だからこそ、11月は晴天の日々を期待したいものですね。
11月は宵の闇が早くやってきて、午後5時ころでも既に暗くなり、星が見え始めます。したがって、夜空に星がきらめいて見える時間が長く、星空を眺めるのに最適な季節といえます。
おうし座流星群やしし座流星群も楽しめる11月の星空を満喫できる高気圧が日本列島に張りだして多くの人々が星空散歩を楽しめることを期待したいと思います。
日本ではおうし座のプレアデス星団を「すばる」と呼んで古くから親しまれてきました。平安時代に清少納言が著した「枕草子」にも登場し、「星はすばる」とうたわれています。
日本特有の「すばる」という呼び名は、ずっと語り継がれ、今日まで親しまれてきましたが、それには理由があります。
それは、他の星団よりも抜群に明るく、肉眼でその姿を容易にみつけることができるからなのです。
双眼鏡や天体望遠鏡を使えば数多くの星団や星雲をとらえることができますが、肉眼でこれほどはっきり確認できる星団はすばる以外にはありません。
通常、6個の星の集団として認められますが、視力が良い人はもっと多くの星が見分けられるともいわれています。比較的小型の6センチ口径の屈折望遠鏡を使用して覗いてみると、さらに多くの星々が見られ、30個以上の星を数えることができます。
しかも、赤道儀装置(星の日周運動を追いかける追尾装置)に望遠レンズ付きカメラを搭載して撮影すると、作例のように星の周囲を星雲が取り巻いている様子まで写すことができるのです。
目で見ても星の集団が輝いて美しく見えるのに、写真ではさらに星雲まで写り神秘的な姿が親しまれているのです。ぜひすばるをみつけましょう。

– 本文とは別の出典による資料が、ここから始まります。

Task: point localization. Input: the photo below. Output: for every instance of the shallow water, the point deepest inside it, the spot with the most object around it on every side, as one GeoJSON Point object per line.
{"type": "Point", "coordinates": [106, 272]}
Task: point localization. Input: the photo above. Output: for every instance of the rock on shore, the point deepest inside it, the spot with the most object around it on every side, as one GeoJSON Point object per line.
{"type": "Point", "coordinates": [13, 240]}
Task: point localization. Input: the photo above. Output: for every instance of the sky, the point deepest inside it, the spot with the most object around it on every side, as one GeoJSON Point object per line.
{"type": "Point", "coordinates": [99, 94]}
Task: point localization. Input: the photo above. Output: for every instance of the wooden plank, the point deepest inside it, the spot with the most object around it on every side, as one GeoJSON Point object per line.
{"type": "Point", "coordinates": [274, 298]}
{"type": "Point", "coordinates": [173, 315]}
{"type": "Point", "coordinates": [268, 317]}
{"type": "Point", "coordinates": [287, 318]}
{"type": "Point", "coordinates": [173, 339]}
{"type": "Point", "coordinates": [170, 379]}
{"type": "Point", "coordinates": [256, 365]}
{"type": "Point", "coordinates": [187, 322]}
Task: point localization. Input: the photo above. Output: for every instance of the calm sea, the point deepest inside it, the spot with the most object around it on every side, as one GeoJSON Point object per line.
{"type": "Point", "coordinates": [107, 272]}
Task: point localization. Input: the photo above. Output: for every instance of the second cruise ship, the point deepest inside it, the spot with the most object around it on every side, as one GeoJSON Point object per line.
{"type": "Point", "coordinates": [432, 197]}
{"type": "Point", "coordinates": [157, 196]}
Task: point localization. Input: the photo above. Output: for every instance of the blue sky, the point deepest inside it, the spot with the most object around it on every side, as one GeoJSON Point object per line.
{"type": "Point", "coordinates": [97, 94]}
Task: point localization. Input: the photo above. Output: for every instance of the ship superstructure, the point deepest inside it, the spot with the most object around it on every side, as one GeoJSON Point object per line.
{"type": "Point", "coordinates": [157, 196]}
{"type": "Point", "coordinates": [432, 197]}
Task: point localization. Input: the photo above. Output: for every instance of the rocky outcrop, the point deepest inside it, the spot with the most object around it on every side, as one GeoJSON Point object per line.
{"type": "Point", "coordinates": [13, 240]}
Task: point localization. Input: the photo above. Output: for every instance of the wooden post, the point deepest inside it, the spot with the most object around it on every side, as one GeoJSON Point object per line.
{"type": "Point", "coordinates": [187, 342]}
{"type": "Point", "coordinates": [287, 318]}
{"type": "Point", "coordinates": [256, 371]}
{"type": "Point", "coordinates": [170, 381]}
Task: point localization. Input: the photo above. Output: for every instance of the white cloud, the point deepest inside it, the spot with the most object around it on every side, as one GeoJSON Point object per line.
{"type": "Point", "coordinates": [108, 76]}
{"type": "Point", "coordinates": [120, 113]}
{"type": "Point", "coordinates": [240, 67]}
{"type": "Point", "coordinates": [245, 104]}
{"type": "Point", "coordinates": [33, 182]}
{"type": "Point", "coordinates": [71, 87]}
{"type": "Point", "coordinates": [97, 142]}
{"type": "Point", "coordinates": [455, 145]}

毎年、11月にはおうし座流星群としし座流星群が観測され、今年もまた流星を見ることができます。
夜空を仰ぎ見ていると、音もなく、スーと流れる流星の姿はとても神秘的です。
スッと早く流れるもの、ゆっくりスーと流れるもの、途中で色が変化しながら流れるもの、最後に爆発するように見えるものなど、さまざまな流れ方をする流れ星を楽しむことができます。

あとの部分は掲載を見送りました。